Connection: Not Just America’S Problem
Rescuing endangered wolves, grizzly bears and caribou in the United States relies on Canada a country ironically without an endangered species law.
Though U.S. officials praise Canada for its cooperation on wolf and bear programs, some conservationists say Canada’s failure to protect endangered animals at home jeopardizes U.S. recovery for grizzlies and caribou. The dozens of Canadian wolves transported to central Idaho and Yellowstone National Park in 1995 and 1996 have grown to 300 animals, according to federal wolf recovery coordinator Ed Bangs.
Wolves could come off the ESA list in 2002.
“After two years, the wolves are doing great,” Bangs said.
But four border populations of grizzly bears face less certain success.

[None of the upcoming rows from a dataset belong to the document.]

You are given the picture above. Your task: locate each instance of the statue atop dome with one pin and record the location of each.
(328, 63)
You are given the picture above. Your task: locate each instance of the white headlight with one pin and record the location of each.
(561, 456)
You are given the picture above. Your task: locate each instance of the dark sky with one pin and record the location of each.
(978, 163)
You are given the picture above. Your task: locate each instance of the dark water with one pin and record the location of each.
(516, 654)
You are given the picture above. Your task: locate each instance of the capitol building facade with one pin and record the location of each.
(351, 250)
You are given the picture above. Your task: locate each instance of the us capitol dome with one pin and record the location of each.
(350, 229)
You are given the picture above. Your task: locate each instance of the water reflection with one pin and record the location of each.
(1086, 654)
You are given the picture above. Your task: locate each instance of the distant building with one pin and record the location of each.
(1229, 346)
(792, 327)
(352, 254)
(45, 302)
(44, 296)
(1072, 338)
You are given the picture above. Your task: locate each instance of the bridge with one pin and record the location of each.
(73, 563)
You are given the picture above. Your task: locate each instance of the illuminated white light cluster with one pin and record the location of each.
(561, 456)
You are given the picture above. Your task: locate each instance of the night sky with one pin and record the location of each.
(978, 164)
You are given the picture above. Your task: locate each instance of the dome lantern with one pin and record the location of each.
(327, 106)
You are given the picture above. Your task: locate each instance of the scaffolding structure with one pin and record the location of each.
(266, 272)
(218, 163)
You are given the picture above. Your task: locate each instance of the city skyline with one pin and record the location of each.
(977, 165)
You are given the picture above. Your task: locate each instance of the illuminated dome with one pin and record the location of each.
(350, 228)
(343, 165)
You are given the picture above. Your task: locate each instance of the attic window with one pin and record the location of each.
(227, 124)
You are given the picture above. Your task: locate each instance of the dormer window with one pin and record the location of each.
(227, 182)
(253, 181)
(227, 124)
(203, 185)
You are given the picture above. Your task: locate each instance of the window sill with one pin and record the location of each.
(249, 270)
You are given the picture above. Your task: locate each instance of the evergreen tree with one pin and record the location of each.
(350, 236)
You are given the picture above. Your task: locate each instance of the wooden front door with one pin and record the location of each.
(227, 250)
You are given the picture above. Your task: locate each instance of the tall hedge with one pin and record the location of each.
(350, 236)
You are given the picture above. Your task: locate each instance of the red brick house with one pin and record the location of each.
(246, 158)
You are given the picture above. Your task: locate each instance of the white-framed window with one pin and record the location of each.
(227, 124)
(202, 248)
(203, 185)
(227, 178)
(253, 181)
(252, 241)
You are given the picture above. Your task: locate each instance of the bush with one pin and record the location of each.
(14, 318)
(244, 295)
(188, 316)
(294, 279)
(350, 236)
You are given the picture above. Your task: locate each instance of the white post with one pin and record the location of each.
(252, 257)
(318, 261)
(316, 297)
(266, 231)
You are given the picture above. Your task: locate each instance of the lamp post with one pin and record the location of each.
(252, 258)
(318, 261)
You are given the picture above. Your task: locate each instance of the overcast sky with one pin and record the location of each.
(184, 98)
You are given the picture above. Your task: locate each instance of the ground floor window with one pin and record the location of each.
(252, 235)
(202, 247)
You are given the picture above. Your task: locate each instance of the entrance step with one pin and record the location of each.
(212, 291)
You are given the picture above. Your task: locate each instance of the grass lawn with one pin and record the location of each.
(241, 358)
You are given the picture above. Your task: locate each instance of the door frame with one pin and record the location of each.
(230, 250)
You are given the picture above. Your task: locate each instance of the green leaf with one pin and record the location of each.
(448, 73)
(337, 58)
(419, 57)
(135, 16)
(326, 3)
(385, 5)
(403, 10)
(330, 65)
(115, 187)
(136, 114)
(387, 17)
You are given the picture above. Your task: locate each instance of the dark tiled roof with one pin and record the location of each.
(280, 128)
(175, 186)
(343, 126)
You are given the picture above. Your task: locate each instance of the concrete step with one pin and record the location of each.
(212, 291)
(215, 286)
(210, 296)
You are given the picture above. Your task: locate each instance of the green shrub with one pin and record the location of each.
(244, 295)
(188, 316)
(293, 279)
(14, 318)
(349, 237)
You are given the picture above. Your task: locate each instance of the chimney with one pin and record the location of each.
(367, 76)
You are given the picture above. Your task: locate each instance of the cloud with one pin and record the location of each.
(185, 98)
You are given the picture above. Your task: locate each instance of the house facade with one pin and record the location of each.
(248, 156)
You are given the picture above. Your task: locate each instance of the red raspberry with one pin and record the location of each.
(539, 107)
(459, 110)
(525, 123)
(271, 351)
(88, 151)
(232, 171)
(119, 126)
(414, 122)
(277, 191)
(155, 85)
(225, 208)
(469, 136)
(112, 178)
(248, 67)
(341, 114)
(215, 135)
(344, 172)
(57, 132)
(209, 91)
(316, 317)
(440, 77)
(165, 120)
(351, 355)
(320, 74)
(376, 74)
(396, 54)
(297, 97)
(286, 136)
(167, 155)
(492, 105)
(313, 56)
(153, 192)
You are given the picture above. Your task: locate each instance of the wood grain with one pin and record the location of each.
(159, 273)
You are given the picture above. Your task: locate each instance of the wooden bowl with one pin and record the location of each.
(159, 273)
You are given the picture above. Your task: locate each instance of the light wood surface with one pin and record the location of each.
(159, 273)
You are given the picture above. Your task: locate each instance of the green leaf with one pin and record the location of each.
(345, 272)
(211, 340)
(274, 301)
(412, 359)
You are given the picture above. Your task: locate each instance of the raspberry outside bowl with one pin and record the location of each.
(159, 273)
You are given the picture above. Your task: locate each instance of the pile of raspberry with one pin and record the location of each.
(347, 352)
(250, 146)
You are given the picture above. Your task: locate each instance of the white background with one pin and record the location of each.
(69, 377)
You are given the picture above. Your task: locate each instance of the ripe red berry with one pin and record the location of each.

Stalled federal recovery plans due out this fall cover more than 300 U.S. grizzlies along the border from the North Cascades to Glacier National Park, officials say.
Less stringent laws in Canada don’t hamper his work, said Chris Servheen, grizzly bear recovery coordinator: “They have a ways to go, just as we do.”
But conservationists disagree, citing Canada’s failure to protect bear habitat.
Recovery hinges in part on bears that ramble down from British Columbia and Alberta, populations in decline mainly due to logging, said Mike Sawyer, executive director of the Rocky Mountain Ecosystem Coalition in Calgary.
Conservationists say the same problem plagues the handful of woodland caribou that remain from 60 transported to Idaho’s Selkirk Mountains from Canada in the late 1980s.
People need to realize wolves, bear and other animals such as bald eagles aren’t “just American animals,” Bangs said.
“For a comprehensive conservation program, you need to have habitat that satisfies all these animals’ requirements.”